可毕竟有了这么一出,王贺俨然开始愈加频繁地盯着萧憬,有时在暗处,有时冷不丁进入房内,有时主动来问萧憬的病情。
他装得名正言顺,萧憬也顺着他装相,二人心里各怀鬼胎,眼神互相提防,却又极力忽悠对方。
做戏对萧憬而言可谓信手拈来。
说来好笑,十几年来,他都这么装模作样活在世上,躲过了皇子间的争锋,还混了个皇帝当。
接连几日的表现,并没有让王贺彻底相信,萧憬染上了花柳病以至于病发生疮,到了不得不医治的地步。
王贺的目光始终暗含疑虑,隐匿于暗处,迟迟不动。
可真正令他相信的那一次,是在半个月后的黑夜。
那一日,惯常要在内阁待到深夜的陈谕修,竟然天擦黑就回府了,还领了一个遮掩面孔,提着药箱的中年男人,急匆匆地走进来。
那郎中被引进了陈谕修和萧憬所住的屋子,王贺亲眼看着,并在门口侍候等待。
约摸待了足有一个时辰,郎中才面色发白地从屋里出来,冷汗浸湿了后背的衣裳,正魂不附体地往外走去。
王贺叫他一声,他却好似没听见,鬼魂似的游走。
莫不是,萧憬的病情不好?
他这么想着,提溜转了好几个脑筋,还是派人盯死了这人。
不瞧不要紧,谁知这位给萧憬瞧病的郎中,竟然回到家中,忙不迭收拾了全部家当细软,携妻女连夜逃出了京城,连官驿客栈也没敢住,直直逃奔回老家了。
这可真奇了。
陈谕修一个内阁首辅,把当朝皇帝藏在自己屋中,不肯示于人前,还找了由头在朝堂上打马虎眼,糊弄满朝文武。

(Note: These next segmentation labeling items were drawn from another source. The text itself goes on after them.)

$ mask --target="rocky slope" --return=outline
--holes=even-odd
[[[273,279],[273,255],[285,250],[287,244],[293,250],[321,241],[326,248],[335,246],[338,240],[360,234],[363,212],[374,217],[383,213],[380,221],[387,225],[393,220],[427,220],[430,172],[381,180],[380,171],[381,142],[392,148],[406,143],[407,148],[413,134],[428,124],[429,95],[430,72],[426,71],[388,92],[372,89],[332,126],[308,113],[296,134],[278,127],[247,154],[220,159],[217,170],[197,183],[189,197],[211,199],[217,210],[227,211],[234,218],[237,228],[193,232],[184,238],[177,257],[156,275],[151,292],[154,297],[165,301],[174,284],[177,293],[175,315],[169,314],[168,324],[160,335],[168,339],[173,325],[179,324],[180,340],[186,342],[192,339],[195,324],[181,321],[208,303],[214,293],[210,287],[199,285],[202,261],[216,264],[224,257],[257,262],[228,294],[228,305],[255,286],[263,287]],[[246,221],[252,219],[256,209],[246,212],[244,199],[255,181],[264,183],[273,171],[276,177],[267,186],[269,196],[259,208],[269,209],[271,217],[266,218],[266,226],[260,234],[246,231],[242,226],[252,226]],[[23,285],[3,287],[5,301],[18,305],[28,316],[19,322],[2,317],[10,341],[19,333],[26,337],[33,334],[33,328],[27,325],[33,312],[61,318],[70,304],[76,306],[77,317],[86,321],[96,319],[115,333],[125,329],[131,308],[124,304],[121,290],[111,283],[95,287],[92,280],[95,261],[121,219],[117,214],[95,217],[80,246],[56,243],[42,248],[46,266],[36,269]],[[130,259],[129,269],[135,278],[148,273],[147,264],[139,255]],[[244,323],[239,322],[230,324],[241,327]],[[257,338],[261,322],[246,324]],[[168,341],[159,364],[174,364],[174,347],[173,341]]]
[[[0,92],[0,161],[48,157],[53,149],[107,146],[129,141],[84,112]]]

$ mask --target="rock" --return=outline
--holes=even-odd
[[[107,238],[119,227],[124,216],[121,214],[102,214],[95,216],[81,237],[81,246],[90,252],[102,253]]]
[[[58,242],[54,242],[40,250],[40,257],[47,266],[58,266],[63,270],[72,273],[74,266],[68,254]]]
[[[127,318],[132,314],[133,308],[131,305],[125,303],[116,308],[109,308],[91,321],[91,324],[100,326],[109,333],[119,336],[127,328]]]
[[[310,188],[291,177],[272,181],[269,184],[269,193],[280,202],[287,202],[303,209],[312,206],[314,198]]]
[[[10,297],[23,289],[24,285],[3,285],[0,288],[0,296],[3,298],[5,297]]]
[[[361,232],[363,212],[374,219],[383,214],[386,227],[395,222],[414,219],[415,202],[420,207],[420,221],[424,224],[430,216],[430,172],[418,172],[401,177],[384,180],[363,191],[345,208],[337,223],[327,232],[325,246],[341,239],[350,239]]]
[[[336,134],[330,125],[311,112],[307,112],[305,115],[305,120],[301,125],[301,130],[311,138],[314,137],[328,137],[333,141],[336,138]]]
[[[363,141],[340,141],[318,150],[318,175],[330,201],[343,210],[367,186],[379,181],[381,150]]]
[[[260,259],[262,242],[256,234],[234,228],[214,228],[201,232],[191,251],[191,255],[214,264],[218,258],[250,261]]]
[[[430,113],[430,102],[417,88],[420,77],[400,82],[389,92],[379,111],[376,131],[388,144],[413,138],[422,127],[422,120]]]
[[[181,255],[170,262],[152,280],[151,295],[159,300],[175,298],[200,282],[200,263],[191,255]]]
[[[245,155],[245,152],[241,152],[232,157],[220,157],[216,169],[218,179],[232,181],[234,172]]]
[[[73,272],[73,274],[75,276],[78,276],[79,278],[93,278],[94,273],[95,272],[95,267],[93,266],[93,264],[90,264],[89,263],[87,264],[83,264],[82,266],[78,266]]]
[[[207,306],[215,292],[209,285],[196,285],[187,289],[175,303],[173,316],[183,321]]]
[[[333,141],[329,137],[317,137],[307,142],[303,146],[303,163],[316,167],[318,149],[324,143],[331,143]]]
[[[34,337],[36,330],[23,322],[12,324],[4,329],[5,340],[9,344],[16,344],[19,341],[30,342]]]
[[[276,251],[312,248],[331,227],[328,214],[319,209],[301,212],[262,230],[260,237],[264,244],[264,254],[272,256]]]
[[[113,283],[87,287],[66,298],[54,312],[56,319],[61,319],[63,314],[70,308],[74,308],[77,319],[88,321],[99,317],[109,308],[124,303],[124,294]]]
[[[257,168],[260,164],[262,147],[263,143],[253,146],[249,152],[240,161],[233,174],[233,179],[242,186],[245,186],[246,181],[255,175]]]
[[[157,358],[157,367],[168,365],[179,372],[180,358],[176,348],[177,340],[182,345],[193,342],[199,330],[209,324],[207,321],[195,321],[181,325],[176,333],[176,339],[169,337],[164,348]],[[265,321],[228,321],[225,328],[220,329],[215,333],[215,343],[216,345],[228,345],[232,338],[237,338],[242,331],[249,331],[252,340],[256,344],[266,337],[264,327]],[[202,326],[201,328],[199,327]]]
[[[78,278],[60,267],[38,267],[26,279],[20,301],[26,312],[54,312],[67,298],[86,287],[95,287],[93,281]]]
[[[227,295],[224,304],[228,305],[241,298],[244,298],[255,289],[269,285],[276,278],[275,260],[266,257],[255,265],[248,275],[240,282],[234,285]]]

这些日子,沈濯上任兵部侍郎,一手协理军务,本就挑起了朝中不满,怨怪陈谕修只信用自己的亲信门生,于理不公。
而这位一手遮天的首辅大人,又把帝王金屋藏娇似的严加看管,不令其理政,也不出来说话。
仅凭一个司礼监掌印,把持着三位秉笔,又捏住锦衣卫指挥使齐柏,就这么在京城中兴风作浪起来。
康州前线之事没个分晓,正是少银少粮的多事之秋。
陈谕修竟然要学前朝任春望,做个弄臣搅乱朝局,岂有此理?!
前朝暗流涌动,明面上对陈谕修口诛笔伐,暗地里攒集力量,全倒戈去了王义敬那头,誓死要为大堇朝搏一条光明血路。
而西苑内廷之中,更是波谲云诡,顷刻间瞬息万变。